谢蓝玉原本低垂的眼眸微微抬起,突然说:“我也觉得我挺笨的。”
路风一怔。
“下错站,手机没信号,现金被抢……”谢蓝玉声音发涩,“是不是很蠢?”
湿发忽然被揉乱。路风扯过被子将他裹成茧,“去年我非要骑摩托进藏,结果在可可西里抛锚,我爸连夜找救援队,发动了几百号人去找我。”

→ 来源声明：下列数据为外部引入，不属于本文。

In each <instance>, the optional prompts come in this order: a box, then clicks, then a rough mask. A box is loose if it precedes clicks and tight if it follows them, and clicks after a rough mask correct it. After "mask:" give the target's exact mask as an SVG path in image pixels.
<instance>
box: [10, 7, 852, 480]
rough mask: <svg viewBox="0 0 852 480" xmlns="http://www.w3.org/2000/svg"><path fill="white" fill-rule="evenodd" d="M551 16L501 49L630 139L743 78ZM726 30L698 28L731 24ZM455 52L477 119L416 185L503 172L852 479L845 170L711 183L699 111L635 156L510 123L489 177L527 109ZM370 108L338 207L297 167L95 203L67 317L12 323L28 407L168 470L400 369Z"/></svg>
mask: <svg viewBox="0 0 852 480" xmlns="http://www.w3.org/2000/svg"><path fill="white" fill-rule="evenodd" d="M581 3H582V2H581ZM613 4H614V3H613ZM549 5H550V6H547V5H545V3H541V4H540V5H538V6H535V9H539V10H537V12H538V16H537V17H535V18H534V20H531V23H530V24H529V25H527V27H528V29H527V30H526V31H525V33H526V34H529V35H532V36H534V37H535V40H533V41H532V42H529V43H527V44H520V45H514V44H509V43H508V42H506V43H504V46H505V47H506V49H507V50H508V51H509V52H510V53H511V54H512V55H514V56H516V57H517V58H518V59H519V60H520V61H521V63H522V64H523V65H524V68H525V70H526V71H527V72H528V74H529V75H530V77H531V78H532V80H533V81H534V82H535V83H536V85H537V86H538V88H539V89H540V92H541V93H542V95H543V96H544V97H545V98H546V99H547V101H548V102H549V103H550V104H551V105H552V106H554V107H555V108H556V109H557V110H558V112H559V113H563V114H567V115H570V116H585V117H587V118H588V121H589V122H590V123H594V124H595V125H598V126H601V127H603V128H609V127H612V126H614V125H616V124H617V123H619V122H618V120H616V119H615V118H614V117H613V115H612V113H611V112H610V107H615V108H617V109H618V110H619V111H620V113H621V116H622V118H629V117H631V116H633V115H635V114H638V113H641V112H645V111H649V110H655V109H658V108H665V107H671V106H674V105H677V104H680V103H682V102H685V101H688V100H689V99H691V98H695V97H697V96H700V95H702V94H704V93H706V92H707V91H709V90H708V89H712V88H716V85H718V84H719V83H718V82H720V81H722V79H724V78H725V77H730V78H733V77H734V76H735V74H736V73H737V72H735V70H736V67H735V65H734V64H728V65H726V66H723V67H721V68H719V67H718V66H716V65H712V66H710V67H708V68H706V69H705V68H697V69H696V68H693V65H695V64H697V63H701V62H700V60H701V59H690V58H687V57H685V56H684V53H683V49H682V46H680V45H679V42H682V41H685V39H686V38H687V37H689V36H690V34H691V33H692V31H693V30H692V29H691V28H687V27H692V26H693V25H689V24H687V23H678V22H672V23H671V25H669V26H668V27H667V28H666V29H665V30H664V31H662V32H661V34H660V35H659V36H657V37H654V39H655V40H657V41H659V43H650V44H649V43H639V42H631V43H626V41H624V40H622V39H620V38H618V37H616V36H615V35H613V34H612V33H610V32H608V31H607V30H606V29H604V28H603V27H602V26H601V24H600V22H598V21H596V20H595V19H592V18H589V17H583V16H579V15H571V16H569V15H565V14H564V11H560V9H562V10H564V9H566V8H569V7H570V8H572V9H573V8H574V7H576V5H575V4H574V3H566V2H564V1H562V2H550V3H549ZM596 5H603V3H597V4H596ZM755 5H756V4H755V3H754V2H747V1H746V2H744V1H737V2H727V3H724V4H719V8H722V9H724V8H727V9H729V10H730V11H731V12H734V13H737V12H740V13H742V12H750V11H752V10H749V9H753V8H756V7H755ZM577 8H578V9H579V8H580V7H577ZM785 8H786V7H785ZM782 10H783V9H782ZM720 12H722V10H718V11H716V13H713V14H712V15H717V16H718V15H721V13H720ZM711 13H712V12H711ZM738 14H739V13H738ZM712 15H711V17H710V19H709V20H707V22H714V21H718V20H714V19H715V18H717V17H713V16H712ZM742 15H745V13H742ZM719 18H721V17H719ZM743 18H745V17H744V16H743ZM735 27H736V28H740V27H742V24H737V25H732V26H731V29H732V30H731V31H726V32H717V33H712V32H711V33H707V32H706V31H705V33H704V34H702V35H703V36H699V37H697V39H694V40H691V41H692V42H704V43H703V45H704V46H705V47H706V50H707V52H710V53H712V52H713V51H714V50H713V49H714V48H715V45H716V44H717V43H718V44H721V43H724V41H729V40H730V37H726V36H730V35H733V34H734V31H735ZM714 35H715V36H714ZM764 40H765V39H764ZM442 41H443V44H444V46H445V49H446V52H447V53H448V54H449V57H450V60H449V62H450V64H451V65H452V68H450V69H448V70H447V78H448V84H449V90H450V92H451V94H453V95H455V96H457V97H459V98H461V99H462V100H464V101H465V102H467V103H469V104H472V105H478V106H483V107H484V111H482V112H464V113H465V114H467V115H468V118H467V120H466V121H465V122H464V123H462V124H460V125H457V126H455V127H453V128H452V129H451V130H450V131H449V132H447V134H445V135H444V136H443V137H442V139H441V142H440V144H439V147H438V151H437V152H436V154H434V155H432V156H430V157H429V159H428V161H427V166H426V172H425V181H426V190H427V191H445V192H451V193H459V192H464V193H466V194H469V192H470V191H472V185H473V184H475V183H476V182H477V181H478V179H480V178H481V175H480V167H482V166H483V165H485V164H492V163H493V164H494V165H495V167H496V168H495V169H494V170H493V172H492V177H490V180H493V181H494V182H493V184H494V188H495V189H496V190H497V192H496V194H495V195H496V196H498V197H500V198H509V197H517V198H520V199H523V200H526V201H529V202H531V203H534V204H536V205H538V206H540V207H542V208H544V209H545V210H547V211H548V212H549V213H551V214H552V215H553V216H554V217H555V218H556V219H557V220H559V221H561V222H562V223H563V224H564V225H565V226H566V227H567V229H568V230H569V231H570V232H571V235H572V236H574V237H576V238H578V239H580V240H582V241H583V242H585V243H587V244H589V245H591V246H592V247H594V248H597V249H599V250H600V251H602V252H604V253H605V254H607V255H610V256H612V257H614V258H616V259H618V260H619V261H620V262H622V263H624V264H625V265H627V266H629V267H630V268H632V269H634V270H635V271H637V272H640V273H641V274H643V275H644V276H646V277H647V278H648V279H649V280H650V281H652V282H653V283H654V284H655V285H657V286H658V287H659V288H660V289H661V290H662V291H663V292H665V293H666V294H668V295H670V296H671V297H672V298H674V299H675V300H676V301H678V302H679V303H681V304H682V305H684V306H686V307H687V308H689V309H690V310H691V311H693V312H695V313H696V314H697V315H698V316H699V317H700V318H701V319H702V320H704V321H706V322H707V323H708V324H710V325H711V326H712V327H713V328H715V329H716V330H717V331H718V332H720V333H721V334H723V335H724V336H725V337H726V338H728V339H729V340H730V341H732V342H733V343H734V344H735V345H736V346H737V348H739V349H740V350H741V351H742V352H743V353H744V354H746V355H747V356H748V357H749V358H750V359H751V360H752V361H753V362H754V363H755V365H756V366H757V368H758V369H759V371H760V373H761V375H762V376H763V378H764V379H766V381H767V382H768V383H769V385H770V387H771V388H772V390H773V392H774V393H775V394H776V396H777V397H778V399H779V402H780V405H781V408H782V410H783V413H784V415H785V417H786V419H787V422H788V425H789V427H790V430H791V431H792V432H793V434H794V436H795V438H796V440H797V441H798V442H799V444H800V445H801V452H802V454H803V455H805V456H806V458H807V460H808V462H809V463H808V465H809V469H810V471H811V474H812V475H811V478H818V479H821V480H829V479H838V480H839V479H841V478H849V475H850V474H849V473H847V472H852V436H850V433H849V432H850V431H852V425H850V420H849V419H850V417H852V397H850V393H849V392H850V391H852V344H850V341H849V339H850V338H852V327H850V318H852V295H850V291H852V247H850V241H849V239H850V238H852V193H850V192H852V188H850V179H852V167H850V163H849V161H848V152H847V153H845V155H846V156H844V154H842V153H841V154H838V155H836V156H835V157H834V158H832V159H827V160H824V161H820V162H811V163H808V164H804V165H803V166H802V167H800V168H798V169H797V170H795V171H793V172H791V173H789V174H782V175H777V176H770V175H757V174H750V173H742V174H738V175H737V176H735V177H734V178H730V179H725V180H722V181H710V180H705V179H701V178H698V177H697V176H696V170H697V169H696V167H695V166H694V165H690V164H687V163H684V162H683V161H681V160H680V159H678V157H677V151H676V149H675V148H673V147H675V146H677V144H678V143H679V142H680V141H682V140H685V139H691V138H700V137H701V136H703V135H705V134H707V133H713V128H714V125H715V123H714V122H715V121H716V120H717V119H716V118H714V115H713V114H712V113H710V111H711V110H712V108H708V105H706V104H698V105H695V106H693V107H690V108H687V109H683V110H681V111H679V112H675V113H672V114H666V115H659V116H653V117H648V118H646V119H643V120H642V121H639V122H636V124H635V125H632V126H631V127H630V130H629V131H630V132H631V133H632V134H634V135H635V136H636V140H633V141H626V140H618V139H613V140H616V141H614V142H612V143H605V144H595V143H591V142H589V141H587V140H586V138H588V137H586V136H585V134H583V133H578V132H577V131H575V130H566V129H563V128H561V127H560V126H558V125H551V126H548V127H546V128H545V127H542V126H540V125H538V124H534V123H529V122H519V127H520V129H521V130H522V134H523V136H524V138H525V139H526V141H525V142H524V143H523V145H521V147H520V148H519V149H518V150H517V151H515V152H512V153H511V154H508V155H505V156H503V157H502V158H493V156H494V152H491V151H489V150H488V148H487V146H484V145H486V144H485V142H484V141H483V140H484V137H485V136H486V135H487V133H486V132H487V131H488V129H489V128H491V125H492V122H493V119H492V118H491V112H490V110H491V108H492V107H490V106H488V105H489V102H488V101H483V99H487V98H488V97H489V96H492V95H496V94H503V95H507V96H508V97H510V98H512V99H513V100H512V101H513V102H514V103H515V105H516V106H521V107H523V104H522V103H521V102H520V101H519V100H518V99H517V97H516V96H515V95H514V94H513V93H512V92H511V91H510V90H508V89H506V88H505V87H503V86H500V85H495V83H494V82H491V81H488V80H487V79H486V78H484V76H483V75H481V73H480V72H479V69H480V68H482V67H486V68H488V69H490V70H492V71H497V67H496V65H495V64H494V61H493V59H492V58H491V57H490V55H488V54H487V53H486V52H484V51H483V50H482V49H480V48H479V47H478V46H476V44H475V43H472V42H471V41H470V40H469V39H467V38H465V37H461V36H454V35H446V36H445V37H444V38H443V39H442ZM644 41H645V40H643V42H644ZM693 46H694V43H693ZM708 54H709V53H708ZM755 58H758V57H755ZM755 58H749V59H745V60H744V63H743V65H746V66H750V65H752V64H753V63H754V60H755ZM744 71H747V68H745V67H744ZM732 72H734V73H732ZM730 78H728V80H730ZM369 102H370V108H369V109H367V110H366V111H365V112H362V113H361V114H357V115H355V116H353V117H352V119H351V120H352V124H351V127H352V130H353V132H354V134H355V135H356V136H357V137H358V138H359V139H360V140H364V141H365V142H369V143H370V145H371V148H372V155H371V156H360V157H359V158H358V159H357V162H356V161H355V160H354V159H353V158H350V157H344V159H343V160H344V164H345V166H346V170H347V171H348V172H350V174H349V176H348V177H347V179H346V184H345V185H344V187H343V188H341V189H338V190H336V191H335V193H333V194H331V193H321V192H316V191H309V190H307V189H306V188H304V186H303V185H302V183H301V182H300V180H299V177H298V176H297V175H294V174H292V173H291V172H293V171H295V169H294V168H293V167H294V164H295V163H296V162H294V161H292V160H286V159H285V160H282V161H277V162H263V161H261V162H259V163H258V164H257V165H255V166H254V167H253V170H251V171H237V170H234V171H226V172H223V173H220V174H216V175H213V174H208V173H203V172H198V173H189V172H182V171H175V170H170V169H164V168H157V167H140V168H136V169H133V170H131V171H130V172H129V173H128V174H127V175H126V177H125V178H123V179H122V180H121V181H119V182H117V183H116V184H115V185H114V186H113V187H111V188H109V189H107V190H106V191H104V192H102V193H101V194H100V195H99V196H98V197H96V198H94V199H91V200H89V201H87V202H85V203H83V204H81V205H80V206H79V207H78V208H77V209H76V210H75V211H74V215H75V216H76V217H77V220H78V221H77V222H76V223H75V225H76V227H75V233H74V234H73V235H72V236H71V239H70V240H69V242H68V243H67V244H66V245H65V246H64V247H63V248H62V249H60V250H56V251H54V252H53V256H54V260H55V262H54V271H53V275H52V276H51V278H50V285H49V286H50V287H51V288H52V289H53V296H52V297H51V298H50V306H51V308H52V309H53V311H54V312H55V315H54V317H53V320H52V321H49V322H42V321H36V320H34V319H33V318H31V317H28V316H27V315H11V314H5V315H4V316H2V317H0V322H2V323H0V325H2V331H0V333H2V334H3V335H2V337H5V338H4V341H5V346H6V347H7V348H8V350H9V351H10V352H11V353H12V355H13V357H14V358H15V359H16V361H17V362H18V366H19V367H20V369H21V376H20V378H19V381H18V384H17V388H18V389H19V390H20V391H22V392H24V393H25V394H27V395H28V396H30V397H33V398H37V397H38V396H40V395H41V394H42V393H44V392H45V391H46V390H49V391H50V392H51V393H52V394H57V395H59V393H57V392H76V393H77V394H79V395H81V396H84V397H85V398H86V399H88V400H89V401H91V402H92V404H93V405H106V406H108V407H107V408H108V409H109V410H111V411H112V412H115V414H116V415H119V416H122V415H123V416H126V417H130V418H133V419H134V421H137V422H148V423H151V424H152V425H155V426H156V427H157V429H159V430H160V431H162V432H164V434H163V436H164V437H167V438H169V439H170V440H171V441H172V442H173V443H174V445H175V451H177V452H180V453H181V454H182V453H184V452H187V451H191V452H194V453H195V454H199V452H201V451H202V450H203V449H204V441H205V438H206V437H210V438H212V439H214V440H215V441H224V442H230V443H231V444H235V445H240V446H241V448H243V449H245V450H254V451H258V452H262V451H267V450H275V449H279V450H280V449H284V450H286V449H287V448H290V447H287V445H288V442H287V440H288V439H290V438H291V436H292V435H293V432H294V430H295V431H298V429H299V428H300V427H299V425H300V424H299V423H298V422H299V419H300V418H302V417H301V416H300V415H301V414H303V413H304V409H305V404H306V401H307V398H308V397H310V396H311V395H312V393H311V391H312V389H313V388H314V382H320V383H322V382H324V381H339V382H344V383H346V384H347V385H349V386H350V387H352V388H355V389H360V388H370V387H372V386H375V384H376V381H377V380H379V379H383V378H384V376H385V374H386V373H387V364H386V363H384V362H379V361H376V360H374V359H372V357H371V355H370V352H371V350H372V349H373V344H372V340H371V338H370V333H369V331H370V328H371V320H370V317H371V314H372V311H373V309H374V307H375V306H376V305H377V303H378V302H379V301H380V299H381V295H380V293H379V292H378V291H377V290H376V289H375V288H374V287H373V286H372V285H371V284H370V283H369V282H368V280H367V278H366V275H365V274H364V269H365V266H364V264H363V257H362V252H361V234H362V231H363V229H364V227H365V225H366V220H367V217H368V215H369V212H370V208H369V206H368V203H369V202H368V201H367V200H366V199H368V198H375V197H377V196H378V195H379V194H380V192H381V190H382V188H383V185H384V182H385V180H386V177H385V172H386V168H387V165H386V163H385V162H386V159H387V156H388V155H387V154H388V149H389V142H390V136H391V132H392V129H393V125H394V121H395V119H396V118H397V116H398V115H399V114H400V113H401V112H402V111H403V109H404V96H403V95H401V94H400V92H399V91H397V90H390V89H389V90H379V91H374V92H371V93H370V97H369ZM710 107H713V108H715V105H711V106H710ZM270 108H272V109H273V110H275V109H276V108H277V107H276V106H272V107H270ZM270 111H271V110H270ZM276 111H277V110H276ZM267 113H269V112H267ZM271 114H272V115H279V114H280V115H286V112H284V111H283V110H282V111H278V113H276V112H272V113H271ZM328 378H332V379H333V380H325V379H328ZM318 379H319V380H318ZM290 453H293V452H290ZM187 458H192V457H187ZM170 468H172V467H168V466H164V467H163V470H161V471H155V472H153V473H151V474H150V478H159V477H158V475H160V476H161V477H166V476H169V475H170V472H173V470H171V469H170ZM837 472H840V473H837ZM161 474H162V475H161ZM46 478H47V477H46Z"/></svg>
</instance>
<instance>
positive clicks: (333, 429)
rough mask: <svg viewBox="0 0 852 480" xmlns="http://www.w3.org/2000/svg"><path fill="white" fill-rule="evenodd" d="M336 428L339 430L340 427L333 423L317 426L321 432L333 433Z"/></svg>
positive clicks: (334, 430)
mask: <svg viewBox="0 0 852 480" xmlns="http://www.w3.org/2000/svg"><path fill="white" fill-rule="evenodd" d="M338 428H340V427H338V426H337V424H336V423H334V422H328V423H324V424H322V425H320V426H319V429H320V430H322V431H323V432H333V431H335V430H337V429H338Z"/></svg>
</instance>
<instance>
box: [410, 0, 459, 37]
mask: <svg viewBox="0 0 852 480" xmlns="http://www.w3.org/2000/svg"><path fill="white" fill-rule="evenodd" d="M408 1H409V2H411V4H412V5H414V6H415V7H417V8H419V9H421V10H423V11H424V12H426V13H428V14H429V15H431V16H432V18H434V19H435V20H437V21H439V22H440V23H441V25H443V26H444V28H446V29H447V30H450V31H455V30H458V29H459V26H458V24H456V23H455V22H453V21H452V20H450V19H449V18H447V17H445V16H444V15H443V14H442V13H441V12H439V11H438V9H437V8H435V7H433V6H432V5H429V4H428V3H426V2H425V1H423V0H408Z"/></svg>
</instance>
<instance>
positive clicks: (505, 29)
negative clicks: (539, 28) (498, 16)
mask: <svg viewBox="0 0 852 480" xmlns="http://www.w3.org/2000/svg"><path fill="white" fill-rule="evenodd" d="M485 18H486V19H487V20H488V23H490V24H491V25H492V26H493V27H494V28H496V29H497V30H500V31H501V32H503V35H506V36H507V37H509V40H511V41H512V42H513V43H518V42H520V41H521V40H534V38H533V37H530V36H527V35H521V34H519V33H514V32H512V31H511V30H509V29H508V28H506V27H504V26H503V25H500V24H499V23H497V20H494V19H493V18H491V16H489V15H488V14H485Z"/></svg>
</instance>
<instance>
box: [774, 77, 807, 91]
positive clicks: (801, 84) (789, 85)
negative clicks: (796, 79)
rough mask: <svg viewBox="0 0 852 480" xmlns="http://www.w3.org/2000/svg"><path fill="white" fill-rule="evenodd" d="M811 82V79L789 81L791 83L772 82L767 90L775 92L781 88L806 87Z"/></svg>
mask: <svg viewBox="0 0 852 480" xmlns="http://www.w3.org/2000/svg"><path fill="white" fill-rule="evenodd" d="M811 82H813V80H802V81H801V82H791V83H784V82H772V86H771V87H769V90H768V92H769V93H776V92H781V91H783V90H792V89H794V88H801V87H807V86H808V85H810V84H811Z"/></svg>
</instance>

“要说蠢,我怎么着都得在你前面吧?”路风掰过他脸,“成绩第一,各种比赛都是第一,证书一大堆,你优秀得让我觉得自己配不上。”
谢蓝玉睫毛颤了颤。
路风戳他胸口,“这地方连4G都没有,你硬是和大家搭起微波中继站——蠢人能办到?”
他蹭过谢蓝玉干裂的嘴角,“这算什么蠢,顶多算……算……”
“算倒霉。”谢蓝玉接话。
“算老子没教好。”路风拔高嗓门,“下次再敢单独行动,我就……”
狠话卡在喉间。他盯着谢蓝玉领口下青紫的磕伤,泄愤似的咬住对方手腕,犬齿在脉搏处磨了磨,到底没舍得用力。
谢蓝玉任他咬着,指尖蹭着路风的手背。
“明天跟我回去。”路风用被子裹紧他,“验收组爱来不来。”
“系统还没调试完。”谢蓝玉说,“孩子们等着用智慧课堂…”
路风突然翻身压住他,“你当自己是救世主?这破项目少你一个能死?”
四目相对间,谢蓝玉抬手抚平他拧紧的眉,“小时候只顾着生存,从来都没时间看星星。”
指尖划过眉骨停驻眼尾,“现在有两百多个孩子,能在机房看土星环。”
路风怔住,忽然想起视频里那个用scratch画星星的留守儿童。
被子窸窣滑落,谢蓝玉捡起地上泡烂的便签本。泛黄的纸页上记着:机房防潮垫要加厚、小虎对wiFi过敏需物理隔断……
“有始有终。”他轻声说。
路风盯着便签本看了半晌,突然扯过丢开,“艹!老子真是栽你手里了……”
未尽的话被吻封住。谢蓝玉勾住他脖颈,将未尽的后怕与歉疚融进这个带着铁锈味的吻。